Er besteht vermutlich aus elektrischen Erregungsmustern, die für eine Zeitspanne von wenigen Sekunden bis Minuten aufrecht erhalten werden. Sobald die Erregung abklingt, ist die Erinnerung gelöscht. Das ist auch der Grund, warum wir die Telefonnummer innerlich vor uns hinmurmeln, bis wir sie sicher eingetippt haben – so geht sie uns nicht verloren. Wie aber schafft es das Kurzzeitgedächtnis, dass wir uns die verschiedenen Ziffern gleichzeitig merken können?

Hirnströme aufgezeichnet

Die neue Studie von Forschern der Universität Bonn und der Fachhochschule Koblenz liefert auf diese Frage jetzt eine Antwort.
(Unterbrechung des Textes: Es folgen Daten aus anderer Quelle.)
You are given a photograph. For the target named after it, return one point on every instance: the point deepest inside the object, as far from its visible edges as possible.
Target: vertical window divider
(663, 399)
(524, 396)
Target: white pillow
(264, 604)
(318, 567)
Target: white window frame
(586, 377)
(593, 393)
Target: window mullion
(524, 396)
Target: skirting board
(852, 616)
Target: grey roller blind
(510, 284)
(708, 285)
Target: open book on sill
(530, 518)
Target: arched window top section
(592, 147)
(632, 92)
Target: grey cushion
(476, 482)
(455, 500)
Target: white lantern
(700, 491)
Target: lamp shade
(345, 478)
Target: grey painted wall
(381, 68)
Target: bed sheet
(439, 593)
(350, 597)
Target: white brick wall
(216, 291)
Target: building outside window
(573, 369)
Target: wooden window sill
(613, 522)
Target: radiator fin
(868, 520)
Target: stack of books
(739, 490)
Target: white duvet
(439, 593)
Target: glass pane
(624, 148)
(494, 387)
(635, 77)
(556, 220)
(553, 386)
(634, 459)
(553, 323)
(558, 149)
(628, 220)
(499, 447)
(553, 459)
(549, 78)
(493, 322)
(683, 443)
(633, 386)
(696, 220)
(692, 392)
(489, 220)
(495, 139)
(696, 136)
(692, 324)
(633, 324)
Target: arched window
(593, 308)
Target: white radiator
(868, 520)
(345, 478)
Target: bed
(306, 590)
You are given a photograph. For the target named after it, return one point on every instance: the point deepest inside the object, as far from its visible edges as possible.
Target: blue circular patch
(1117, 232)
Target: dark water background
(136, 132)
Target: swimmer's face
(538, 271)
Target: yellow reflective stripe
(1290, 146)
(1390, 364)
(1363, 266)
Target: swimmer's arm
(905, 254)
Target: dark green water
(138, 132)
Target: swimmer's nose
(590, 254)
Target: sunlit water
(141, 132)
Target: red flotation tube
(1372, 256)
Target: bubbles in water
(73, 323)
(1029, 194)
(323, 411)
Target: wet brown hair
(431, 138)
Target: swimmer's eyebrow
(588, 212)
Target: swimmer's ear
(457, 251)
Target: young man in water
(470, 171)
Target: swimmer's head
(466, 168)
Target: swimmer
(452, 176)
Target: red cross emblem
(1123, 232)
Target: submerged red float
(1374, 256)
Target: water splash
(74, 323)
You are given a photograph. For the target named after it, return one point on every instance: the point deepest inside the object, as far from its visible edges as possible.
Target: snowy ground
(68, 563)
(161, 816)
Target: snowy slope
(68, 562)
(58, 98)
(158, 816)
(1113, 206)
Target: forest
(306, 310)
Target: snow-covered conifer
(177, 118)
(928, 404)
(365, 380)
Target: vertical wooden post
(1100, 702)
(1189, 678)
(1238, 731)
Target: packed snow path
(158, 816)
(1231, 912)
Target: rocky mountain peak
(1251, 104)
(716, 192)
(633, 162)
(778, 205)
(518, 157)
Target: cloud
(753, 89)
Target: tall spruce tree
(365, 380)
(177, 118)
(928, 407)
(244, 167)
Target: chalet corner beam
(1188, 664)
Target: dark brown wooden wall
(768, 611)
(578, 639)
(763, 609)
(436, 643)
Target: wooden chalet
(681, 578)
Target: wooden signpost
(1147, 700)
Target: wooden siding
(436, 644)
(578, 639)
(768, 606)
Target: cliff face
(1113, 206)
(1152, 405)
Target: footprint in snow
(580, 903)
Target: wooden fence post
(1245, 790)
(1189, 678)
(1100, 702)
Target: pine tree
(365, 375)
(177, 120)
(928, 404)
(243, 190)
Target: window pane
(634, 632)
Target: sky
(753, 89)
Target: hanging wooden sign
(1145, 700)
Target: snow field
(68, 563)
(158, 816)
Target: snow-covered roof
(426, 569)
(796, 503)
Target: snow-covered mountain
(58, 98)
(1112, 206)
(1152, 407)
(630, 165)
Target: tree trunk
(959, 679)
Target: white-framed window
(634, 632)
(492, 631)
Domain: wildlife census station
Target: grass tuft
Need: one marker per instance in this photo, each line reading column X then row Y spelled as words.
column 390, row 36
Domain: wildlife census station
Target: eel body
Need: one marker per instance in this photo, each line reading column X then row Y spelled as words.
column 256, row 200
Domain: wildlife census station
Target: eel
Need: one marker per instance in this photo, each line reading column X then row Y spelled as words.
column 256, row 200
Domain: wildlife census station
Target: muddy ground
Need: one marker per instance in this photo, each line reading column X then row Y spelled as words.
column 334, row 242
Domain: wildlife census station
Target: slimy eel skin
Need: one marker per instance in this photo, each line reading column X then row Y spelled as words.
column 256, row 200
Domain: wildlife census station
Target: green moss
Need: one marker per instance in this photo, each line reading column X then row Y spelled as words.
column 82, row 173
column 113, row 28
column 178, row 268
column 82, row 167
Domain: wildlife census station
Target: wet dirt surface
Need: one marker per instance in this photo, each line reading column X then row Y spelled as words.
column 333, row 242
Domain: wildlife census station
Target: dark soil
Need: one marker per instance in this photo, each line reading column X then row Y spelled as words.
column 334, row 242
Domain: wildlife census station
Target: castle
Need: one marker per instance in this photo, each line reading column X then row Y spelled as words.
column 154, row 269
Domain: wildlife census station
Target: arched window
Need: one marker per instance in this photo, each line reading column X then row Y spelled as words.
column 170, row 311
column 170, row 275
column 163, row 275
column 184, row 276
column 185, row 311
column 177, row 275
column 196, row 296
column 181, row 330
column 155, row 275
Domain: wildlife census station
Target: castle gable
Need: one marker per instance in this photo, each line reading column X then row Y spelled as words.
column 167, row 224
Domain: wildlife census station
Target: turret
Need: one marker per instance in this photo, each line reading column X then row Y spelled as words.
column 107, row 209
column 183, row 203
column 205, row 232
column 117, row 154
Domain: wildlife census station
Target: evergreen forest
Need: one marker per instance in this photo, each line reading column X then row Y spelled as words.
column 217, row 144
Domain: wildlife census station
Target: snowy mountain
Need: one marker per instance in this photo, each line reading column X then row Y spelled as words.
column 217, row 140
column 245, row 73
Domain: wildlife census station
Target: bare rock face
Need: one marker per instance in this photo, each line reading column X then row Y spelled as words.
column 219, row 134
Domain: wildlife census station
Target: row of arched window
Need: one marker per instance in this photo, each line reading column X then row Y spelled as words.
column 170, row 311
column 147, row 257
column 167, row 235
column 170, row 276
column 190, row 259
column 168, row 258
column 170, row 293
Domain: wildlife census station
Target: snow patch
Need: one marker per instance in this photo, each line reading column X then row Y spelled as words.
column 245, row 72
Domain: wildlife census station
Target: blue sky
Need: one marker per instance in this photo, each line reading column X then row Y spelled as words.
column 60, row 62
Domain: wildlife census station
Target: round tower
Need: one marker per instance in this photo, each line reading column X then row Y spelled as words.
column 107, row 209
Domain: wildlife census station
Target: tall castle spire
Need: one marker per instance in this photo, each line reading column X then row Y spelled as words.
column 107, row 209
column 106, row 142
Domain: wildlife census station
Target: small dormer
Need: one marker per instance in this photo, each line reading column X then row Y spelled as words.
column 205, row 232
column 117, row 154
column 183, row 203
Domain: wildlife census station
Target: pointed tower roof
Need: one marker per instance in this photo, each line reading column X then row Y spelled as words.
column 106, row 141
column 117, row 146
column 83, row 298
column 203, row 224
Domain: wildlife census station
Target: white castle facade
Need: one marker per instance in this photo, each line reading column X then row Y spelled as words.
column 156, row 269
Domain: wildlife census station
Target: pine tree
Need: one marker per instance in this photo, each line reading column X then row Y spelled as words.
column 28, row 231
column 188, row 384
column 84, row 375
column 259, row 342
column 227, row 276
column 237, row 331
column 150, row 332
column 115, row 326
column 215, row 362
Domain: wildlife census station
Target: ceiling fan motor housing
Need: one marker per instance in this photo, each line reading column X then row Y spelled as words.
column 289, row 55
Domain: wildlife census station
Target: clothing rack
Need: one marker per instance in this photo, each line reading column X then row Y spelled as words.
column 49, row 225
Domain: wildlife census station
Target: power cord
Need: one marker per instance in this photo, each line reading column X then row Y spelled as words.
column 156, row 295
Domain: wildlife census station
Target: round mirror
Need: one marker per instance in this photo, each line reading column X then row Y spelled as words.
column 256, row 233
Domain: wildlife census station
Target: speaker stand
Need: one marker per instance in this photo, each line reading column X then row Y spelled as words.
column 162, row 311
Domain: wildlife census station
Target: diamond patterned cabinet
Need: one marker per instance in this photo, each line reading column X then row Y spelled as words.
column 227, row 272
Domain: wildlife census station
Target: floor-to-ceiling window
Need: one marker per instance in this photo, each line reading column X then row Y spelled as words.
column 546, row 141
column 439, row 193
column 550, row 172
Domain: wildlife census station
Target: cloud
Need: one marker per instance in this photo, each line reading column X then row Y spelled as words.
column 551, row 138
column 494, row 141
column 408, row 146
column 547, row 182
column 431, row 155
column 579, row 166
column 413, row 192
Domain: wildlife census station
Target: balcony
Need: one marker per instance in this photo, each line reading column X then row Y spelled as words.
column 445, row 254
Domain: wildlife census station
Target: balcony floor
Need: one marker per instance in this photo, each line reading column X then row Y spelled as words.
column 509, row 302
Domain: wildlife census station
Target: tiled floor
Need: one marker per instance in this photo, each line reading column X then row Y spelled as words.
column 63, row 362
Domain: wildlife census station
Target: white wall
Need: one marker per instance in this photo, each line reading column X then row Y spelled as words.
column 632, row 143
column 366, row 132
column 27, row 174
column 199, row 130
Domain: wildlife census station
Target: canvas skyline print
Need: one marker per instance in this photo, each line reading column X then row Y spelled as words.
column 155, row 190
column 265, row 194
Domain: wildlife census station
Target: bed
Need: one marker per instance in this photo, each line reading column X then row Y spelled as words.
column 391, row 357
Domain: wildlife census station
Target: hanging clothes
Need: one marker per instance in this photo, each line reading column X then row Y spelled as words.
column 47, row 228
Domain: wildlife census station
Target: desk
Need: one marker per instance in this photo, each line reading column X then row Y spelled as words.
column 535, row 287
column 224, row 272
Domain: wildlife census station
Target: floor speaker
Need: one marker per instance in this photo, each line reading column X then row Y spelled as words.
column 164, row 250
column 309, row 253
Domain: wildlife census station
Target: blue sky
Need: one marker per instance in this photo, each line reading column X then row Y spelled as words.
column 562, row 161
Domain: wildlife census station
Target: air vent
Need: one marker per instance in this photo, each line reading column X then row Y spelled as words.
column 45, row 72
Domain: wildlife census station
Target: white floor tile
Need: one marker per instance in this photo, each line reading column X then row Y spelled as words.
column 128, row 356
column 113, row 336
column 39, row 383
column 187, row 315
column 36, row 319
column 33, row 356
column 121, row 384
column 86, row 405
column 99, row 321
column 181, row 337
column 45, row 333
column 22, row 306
Darin hatten die Wissenschaftler ihren Testpersonen Fotos von Gesichtern vorgelegt. Manchmal zeigten sie ihnen nur ein Bild, manchmal zwei oder sogar vier. Kurz darauf präsentierten sie ihren Versuchspersonen ein weiteres Foto. Diese sollten nun angeben, ob sie es zuvor schon gezeigt bekommen hatten oder ob es sich um ein neues Gesicht handelte. „Während dieses Experiments haben wir die Hirnströme der Teilnehmer aufgezeichnet“, erläutert der Bonner Hirnforscher Nikolai Axmacher.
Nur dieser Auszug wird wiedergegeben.